MS. JENNIFER TURPIN:
We all have that one individual whether it be a friend or family member that we trust with everything. We trust their judgement, we trust they will be there when they say they will, we trust their integrity, and we trust their ability to keep a secret. This is the same relationship the government entrusts with its cleared employees and those that hold positions of trust.
In a previous lifetime, I was a federal agent with the National Background Investigations Bureau. A big part of my job was to act as the first line of defense to detect an Insider Threat. I interviewed individuals and asked the most basic and, at times, the most intrusive questions to get a clear understanding of who they were and if they were reliable and trustworthy enough to protect our nation’s most sensitive information. I had to paint a picture of this individual’s character, so the government could have faith they hired an individual that could be trusted with the most valuable information and assets. Going door to door, reviewing personal records, interviewing friends and family you try to get a clear picture of exactly who an individual is. Every day we are surrounded by coworkers, supervisors, and the general workforce. We trust these individuals to protect our organization’s information and to ensure our safety. So, you may be asking, what is an insider Threat and Why should an organization have a program dedicated to detecting and mitigating Insider Threats?
An insider threat is anyone within an organization that has access to the organization’s assets, infrastructure, and information. Examples include but are not limited to network administrators, developers, acquisition managers, administrative personnel and the list goes on. It could even be someone you don’t know but pass daily in the hallway.
While no threat can be 100 percent avoided there are things an organization can do to detect and mitigate insider threats. An effective Insider Threat Program helps an organization teach and encourage reporting or identifying individuals that pose a threat. Having a workforce that is alert to the indicators of an Insider Threat and the manner in how to report the information can effectively eliminate or mitigate concerns of valuable information being released to an organization’s competitor. In addition, an effective program minimizes the damage an Insider Threat can cause, and early detection can identify a threat before it becomes an attack and causes harm. Lastly, an Insider Threat Program clearly outlines, the procedures, tools, and personnel responsible for mitigating a threat.

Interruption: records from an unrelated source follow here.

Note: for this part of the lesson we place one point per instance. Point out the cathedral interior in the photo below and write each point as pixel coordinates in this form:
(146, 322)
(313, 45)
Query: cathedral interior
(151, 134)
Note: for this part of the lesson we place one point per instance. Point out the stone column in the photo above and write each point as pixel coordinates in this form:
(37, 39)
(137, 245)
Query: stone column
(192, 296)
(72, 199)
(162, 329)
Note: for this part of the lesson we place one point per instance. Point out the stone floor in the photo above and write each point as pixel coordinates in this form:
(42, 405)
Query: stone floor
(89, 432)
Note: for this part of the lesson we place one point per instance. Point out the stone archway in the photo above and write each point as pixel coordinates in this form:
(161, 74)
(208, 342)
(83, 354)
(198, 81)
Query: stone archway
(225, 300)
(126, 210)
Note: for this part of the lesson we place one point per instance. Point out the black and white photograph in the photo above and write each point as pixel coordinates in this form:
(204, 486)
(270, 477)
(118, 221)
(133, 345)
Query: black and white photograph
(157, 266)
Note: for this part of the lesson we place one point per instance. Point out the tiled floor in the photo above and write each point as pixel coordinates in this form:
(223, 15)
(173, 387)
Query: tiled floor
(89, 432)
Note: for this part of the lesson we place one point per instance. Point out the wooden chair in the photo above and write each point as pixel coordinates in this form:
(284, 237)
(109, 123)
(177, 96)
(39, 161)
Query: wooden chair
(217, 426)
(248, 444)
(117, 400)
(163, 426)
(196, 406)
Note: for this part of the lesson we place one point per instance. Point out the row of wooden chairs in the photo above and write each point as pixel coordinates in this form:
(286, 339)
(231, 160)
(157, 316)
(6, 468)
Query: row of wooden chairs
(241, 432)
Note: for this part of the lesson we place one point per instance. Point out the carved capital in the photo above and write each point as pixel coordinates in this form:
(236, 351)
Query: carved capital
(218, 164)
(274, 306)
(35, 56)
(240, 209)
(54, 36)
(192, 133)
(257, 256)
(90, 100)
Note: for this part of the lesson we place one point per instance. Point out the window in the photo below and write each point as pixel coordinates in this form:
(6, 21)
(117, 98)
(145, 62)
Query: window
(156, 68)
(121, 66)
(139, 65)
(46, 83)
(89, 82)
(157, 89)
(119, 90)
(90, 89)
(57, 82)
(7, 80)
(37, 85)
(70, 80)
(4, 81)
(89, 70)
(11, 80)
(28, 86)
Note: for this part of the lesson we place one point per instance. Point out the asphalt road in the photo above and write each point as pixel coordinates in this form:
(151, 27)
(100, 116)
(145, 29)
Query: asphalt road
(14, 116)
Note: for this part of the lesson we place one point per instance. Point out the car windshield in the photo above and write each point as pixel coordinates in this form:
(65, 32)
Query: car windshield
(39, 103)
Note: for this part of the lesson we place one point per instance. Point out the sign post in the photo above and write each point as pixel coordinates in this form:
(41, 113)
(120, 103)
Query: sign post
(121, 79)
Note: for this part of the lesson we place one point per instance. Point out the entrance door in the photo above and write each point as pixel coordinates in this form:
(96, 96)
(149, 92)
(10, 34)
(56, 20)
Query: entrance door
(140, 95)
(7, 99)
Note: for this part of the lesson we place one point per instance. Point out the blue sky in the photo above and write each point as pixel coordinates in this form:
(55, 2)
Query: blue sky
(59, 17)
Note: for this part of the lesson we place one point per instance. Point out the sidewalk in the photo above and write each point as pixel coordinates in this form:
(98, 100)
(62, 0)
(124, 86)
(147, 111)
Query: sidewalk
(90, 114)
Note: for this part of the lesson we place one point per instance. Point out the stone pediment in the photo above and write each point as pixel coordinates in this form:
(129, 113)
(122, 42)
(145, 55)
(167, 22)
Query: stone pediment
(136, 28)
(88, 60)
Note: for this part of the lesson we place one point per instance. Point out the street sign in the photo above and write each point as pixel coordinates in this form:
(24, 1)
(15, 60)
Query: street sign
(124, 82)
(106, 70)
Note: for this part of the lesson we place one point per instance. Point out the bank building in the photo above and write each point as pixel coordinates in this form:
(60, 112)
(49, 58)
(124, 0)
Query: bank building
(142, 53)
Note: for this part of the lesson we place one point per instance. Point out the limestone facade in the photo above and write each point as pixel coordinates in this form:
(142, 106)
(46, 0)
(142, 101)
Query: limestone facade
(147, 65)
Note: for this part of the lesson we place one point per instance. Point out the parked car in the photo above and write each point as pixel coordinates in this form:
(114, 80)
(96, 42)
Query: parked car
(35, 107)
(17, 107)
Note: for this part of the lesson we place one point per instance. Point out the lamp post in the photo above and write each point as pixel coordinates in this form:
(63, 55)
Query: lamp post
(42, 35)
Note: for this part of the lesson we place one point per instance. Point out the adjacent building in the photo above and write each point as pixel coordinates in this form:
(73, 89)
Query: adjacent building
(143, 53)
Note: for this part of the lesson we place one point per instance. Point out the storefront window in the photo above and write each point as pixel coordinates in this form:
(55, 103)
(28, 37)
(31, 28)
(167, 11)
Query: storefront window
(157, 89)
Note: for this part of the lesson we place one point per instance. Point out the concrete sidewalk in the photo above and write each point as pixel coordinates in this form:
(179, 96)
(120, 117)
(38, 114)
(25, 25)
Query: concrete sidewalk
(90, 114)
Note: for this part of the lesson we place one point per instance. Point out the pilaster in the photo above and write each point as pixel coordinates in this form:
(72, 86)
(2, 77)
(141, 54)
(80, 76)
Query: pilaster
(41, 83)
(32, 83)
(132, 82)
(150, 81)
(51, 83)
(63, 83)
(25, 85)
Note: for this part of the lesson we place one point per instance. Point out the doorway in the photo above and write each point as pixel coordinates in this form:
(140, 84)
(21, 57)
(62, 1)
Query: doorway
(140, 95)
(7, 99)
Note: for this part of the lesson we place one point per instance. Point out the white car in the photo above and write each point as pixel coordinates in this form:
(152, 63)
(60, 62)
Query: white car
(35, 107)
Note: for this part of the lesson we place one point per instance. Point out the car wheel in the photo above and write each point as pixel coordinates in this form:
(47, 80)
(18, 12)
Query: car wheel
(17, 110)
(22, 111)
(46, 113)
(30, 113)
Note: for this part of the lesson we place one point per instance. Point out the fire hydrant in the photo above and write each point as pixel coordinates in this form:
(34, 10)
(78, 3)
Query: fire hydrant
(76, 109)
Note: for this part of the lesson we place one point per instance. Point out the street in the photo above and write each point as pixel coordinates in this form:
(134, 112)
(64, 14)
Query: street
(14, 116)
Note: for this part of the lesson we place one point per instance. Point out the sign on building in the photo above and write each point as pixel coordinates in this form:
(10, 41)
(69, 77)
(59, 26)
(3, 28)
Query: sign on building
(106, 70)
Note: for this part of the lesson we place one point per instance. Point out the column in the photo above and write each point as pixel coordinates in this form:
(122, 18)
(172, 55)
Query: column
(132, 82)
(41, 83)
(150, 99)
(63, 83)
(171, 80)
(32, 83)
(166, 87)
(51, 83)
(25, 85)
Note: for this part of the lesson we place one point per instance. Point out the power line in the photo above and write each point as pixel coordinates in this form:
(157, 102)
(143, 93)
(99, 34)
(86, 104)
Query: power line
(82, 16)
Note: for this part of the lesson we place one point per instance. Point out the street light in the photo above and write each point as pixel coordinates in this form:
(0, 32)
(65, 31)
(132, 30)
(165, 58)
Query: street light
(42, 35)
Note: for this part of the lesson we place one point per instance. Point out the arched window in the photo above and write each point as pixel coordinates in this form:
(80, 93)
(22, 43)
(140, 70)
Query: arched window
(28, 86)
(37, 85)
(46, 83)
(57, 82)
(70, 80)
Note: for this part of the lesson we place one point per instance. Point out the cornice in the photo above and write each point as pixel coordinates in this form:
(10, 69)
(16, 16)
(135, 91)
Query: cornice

There are many indicators that someone may be or become an Insider Threat and it’s important to know what these are. Things such as a dramatic change in character or actions of individual. We all have bad days, however, when someone’s complete character and demeanor changes sometimes overnight it is important to be alert. In addition, individuals who talk of lavish objects and vacations and then in the same sentence indicate they are struggling financially this can also be an indicator. Remember, if something feels off, it usually is, so go with your gut feeling. If you ever have a question if you should report something, contact your respective security office, they can provide an assist. Don’t wait, because the longer you wait the more damage will be done if the individual is in fact an Insider Threat.
So, what is the take-away? Yes, there are agents out there serving as a first line of defense, I was one of them, but there are individuals that may not be detected, so to add another layer of defense is through an effective Insider Threat Program.
I hope that you take away just how important it is to protect our nation’s sensitive information and, if you witness a potential insider threat, how important it is to report the concern. Thank you, and remember if you see something, say something!